China is the world’s largest producer of aluminum, but the industry’s environmental costs and overcapacity have become a major concern for Beijing. “The government considers aluminum production one of the ‘three high’ industries: highly polluting, and consuming high amounts of water and power,” explained Du Juntang, an analyst with consultancy Luzheng Futures. “Putting aluminum companies on the market is not easy.”

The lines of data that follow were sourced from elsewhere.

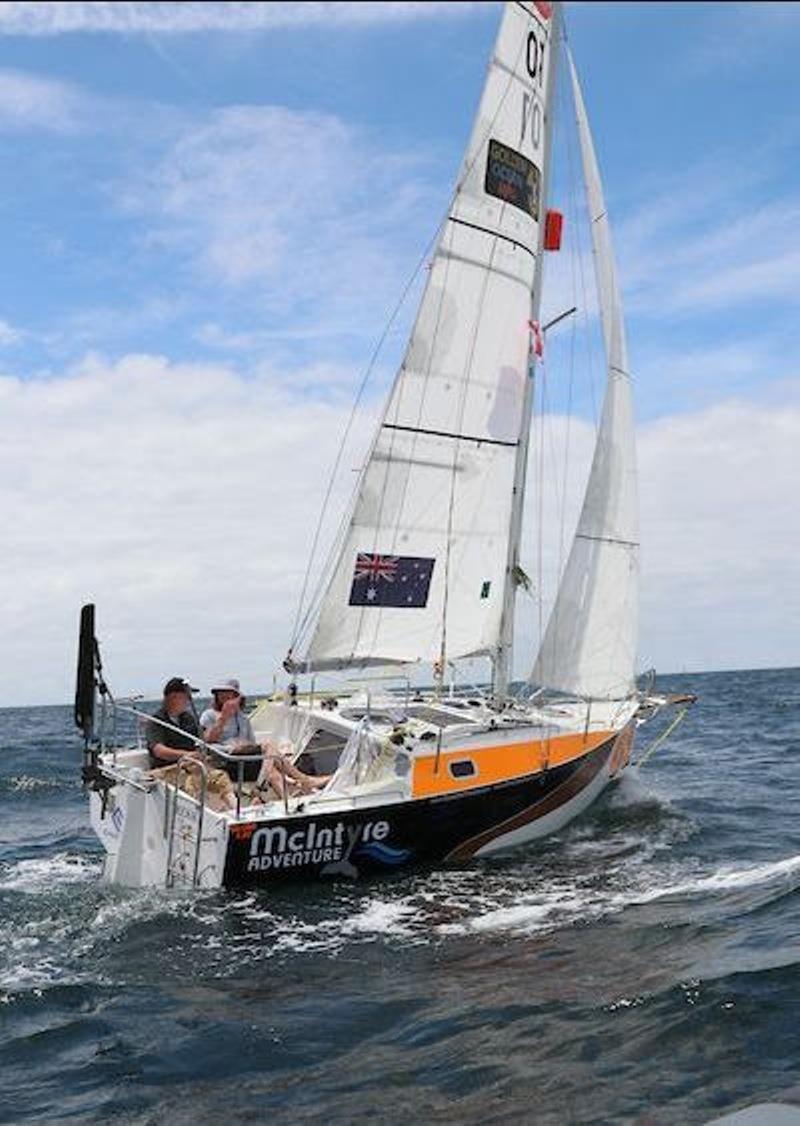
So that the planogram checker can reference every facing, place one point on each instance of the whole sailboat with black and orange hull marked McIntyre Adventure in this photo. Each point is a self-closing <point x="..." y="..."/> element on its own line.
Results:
<point x="428" y="568"/>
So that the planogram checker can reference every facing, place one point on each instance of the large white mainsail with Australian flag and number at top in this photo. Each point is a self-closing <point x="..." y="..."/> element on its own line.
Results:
<point x="422" y="571"/>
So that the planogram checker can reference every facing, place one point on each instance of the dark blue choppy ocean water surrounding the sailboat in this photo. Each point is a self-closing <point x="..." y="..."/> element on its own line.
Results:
<point x="642" y="967"/>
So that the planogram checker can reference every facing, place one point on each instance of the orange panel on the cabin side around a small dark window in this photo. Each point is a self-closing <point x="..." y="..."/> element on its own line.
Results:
<point x="500" y="763"/>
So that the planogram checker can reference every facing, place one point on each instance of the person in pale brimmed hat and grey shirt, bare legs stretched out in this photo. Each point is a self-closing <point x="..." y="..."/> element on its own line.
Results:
<point x="227" y="726"/>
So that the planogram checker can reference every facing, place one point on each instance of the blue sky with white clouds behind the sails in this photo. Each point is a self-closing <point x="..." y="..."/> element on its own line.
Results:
<point x="209" y="213"/>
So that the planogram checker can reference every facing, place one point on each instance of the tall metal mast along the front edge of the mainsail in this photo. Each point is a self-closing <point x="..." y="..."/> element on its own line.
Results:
<point x="504" y="654"/>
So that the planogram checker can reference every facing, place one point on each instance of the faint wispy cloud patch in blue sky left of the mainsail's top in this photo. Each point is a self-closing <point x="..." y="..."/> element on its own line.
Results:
<point x="292" y="210"/>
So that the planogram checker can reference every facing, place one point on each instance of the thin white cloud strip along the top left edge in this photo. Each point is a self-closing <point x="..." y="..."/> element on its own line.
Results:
<point x="55" y="19"/>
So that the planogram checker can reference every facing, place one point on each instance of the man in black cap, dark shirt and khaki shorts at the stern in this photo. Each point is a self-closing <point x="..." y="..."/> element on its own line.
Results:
<point x="167" y="746"/>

The country’s aluminum exports rose to their highest levels in over three years last month, data from China’s General Administration of Customs show, largely on the back of a rise in global prices following U.S. sanctions against Russian producer Rusal.
But Chinese banks are reluctant to lend to China’s private aluminum companies, anticipating that they will bear the brunt of the government’s efforts to curb pollution, Du said.
Xiamen Unigroup shares are currently suspended as the company undergoes a restructuring that will likely see it spin off its other assets and become a direct vehicle for Tianshan Aluminium to list on the Shenzhen exchange. Documents disclosed (link in Chinese) on the same day show that it is planning to transfer 99% of its equity in Xiamen Xinde Real Estate Development Co. Ltd., possibly to another Tsinghua-related entity. While discussions are ongoing, the disclosure said that the Ministry of Education will remain the ultimate controller.
There have also been rumors that Henan-based smelter Yidian Holding Group Co. Ltd. may attempt to list in a similar fashion through a deal with its Shenzhen-listed nominal rival, JiaoZuo WanFang Aluminum Manufacturing Co. Ltd. Chinese media reports have speculated on whether Yidian Chairman Huo Bin is the same Huo Bin whom the JiaoZuo board unanimously made its chairman last month.
Du highlighted the confusing case as another example of how the squeeze on funding for private smelters is leading to strange developments in the aluminum industry.